When I was 12 and taking my own turn at furtive dictionary browsing, the unabridged tome that sat on a table at the foot of the stairs was ideal. In the event of unexpected parental appearances, I could shoot upstairs or continue through the house, first flipping an inch or so of pages left or right to hide the evidence.
Escape hatches also come in handy when searching your own name. You do risk looking self-absorbed, like a bridesmaid pretending to enjoy photos of a cousin's wedding, but really scanning each shot for pictures of herself. More than that, though, you might embarrass yourself should your quest turn up unexpected content, even if the information is misleading.
I might as well admit I recently searched my own name recently. The first three sites and the first five photographs to come up were of other people with my name, which goes to show how humbling electronic snooping can be.
One person not only has my name -- and a third name to boot -- she uses it when writing professionally. (Travel stories are her specialty, if you want to look her up.)
Since I flatter myself that I also write, sort of, I immediately felt a kinship with this person, whose work is all over the internet.
Our name -- with her third name -- is everywhere, above stories that incorporate such top-tier phrases as sparkling sapphire, scenic jewels and continuing volcanic activity -- three words I may never have typed in succession before now.
Here and there among the websites of people with my name who aren't me are, in fact, portals to me. For instance, in a weak moment, I joined LinkedIn, so I suppose I can be found there.

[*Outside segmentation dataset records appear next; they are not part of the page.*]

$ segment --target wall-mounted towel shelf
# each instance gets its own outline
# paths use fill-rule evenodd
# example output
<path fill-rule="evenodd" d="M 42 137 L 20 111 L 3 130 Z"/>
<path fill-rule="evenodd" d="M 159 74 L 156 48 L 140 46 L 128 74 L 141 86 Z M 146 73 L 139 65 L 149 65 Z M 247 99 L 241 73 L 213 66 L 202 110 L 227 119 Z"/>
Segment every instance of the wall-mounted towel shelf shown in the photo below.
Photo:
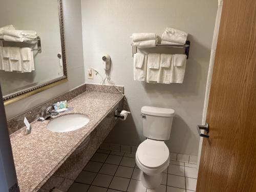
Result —
<path fill-rule="evenodd" d="M 132 55 L 134 56 L 134 54 L 138 51 L 138 49 L 146 49 L 159 47 L 171 47 L 176 48 L 183 48 L 184 49 L 184 54 L 187 56 L 187 59 L 188 58 L 188 55 L 189 54 L 189 47 L 190 42 L 189 40 L 186 41 L 186 44 L 184 45 L 157 45 L 156 47 L 140 47 L 137 46 L 132 46 Z"/>
<path fill-rule="evenodd" d="M 24 40 L 23 42 L 10 41 L 5 40 L 3 39 L 0 39 L 0 41 L 2 41 L 3 46 L 4 46 L 4 42 L 16 42 L 16 43 L 19 43 L 19 44 L 22 44 L 22 43 L 31 44 L 32 42 L 37 41 L 37 49 L 32 49 L 31 50 L 32 51 L 37 51 L 39 53 L 41 53 L 42 52 L 42 48 L 41 47 L 41 39 L 40 38 L 40 37 L 38 37 L 38 36 L 37 36 L 36 37 L 36 39 L 31 39 L 31 40 Z"/>

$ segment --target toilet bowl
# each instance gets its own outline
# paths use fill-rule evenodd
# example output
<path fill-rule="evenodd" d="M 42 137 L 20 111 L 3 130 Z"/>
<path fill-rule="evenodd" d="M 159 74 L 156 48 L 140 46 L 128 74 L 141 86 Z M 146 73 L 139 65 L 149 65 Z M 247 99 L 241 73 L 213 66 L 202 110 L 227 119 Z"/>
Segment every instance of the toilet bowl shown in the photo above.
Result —
<path fill-rule="evenodd" d="M 135 159 L 143 172 L 143 185 L 148 188 L 157 188 L 162 182 L 163 172 L 169 164 L 169 150 L 164 142 L 145 140 L 139 145 Z"/>
<path fill-rule="evenodd" d="M 144 106 L 141 108 L 143 135 L 146 139 L 138 147 L 136 161 L 143 172 L 142 181 L 148 188 L 160 185 L 162 173 L 169 164 L 169 149 L 164 143 L 170 138 L 174 110 Z"/>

But frankly, I've never managed to wrap my head around LinkedIn. Yes, I'm a member, or I'm in it, or I'm registered (You see? I'm too confused to express my LinkedIn confusion), but I don't go there. I don't "link" to others. I don't participate. (Aside to LinkedIn: It's not you; it's me.)
Eventually, I arrived at what appeared to be my first online mention. The feeling is like finding a single Valentine at the bottom of the box. "You darling!" I say, grasping the mention to my bosom, and then I realize it's a professional search site: "Court records!" it says. "Arrest records! Bankruptcies! Traffic violations! Early Las Vegas!" No, wait, that last one was the travel writer.

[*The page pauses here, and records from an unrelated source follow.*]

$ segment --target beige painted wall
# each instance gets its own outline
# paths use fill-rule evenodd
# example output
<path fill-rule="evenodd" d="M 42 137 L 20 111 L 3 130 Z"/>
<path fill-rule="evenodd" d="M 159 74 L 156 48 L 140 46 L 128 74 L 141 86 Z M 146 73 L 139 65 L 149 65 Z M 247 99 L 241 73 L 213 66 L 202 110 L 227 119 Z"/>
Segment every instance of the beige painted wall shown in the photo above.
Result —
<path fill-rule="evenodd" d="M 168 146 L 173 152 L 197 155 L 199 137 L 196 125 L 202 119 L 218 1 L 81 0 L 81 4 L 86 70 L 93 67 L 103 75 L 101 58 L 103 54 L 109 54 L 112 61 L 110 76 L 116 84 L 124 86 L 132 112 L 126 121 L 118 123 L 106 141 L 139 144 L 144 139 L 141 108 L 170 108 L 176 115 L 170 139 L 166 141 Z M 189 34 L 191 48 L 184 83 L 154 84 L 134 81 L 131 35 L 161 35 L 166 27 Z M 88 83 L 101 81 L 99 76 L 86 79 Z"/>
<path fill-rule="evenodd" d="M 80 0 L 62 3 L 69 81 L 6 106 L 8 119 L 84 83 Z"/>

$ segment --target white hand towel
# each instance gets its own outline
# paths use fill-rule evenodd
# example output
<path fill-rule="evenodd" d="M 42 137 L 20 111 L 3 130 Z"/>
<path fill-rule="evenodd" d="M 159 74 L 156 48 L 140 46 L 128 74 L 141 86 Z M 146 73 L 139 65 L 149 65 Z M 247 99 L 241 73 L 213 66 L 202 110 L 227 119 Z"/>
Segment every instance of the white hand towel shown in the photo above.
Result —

It goes on: "Mortgage records! Court appearances! Reverse phone lookup! Obituaries! Blazing fast results! Start searching now!" Why, in this environment, I cut quite the dashing figure. I could be a spy, a double agent, a person of interest.
And then, next to my name (though I know it's not really me) I see something truly thrilling: "(She) kills them with glamour, bright colors and sheer mischievousness." I kill them?
Never mind that "glamour, bright colors and sheer mischievousness" refers to a human homograph (spelled the same but with different meanings) and I -- this Margo Bartlett -- would never in a million years be described that way.
"A couple more clicks and I'll find something really exciting," I think, and wouldn't you know it, it's dinnertime before I even pick up my breakfast-cereal bowl. On top of all my other crimes.